PJM, IMM Issue Warning on Interchange Scheduling
PJM and the IMM said they will target traders who schedule interchange trades for the last 15 minutes of an hour based on price differentials in the first portion of the hour, a scheme known as “slamming the close.”

PJM and the Independent Market Monitor warned last week that they will refer traders who improperly arbitrage price differences between PJM and other regions to the Federal Energy Regulatory Commission for enforcement action.

PJM and the IMM said they will target traders who schedule interchange trades for the last 15 minutes of an hour based on price differentials in the first portion of the hour, a scheme known as “slamming the close.”

Although PJM settles trades based on hourly average prices, it posts prices on a five-minute basis. “Historically we have seen traders submit significant megawatt volumes of transactions only for the last 15 minutes of an hour once they have seen the five-minute prices for the first 20 minutes,” PJM spokeswoman Paula DuPont-Kidd explained.

The PJM-IMM notice said that such “transactions provide no value by way of enhanced market efficiencies or operational benefit and could constitute manipulative, harmful or inappropriate market behavior.”

It also said they would refer to FERC interchange transactions between PJM and external balancing authorities that began at 45 minutes past the hour and end at the top of the next hour, as well as transactions “that would result in the same or similar settlement.”

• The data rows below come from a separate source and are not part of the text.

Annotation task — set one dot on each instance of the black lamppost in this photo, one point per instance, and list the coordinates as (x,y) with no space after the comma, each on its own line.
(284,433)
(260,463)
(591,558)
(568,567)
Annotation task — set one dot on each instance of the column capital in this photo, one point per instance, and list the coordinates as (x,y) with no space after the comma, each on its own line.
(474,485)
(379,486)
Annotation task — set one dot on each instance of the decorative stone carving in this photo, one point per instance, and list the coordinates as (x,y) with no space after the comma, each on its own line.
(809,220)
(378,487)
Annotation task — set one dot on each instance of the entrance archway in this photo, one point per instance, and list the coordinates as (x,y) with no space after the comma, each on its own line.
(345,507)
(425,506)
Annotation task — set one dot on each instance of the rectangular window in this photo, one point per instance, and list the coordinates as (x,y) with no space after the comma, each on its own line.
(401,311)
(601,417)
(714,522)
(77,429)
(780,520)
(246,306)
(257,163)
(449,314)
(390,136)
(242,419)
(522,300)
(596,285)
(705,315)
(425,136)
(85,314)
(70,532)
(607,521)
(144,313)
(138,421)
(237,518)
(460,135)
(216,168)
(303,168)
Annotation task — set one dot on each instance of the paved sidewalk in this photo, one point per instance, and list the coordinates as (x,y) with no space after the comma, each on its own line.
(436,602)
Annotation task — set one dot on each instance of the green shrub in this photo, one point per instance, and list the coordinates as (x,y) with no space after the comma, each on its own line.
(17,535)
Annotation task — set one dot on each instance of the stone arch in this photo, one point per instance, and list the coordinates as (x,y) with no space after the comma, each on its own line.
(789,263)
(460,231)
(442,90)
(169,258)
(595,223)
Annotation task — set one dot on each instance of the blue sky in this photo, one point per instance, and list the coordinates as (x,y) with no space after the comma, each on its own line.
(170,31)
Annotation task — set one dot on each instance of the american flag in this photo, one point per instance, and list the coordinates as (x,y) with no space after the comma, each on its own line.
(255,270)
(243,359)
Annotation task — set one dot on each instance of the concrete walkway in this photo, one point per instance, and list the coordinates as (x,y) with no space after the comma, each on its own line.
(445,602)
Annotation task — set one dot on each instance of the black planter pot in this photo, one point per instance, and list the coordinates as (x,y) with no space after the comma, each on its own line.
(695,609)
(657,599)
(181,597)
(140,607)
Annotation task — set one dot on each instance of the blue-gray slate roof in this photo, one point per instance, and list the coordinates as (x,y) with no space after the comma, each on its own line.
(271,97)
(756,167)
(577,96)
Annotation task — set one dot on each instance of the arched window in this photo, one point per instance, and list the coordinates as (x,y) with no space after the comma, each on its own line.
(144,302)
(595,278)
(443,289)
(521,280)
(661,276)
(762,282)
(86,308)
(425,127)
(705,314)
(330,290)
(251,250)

The notice cited the following examples:

  • Modifying the volume of an existing schedule for the last 15 minutes of the hour.
  • Scheduling a transaction that begins at 45 minutes past the hour and continues into the next hour but is partially offset by another transaction in the opposite direction that begins at the top of the hour. This would include trades by corporate affiliates.
  • Transactions that are scheduled to begin at 45 minutes past the hour and stop at 15 minutes past the top of the next hour if officials believe they were submitted to exploit PJM’s hourly integrated settlements.

2008 Rule

PJM and MISO implemented rules in 2008 to prevent such trading, with PJM requiring that that interchange transactions have a minimum duration of 45 minutes.

But FERC ruled in April that PJM’s minimum duration was inconsistent with Order 764, which required 15-minute energy scheduling intervals with 20-minute notifications. (See FERC Rejects PJM Schedule Rules.) Order 764, issued in 2012, is intended to remove barriers to variable generation sources such as wind.

In 2007, MISO and its Independent Market Monitor determined that nearly 60% of intra-hour schedules between MISO and PJM occurred in the final 15 minutes of the hour. PJM said this resulted in interchange spikes of up to 1,000 MW — increasing uplift charges because of the need to call on combustion turbines to balance the generation swings.

Partial Path Scheduling

PJM and the IMM said they also may refer traders that submit external interchange schedules that appear to have been designed to exploit price differentials and do not result in physical energy flow: “For example, multiple interchange schedules, each of which represents a partial schedule that does not reflect the full physical energy path, or schedules that are in the opposite direction of a portion of a larger transaction that involves multiple Balancing Authorities so as to ‘cancel out’ the physical flow that would otherwise be caused by a portion of the larger transaction.”

Traders who believe they have “a bona fide commercial rationale” for any prohibited transactions should discuss the issue with PJM and the IMM beforehand, they said.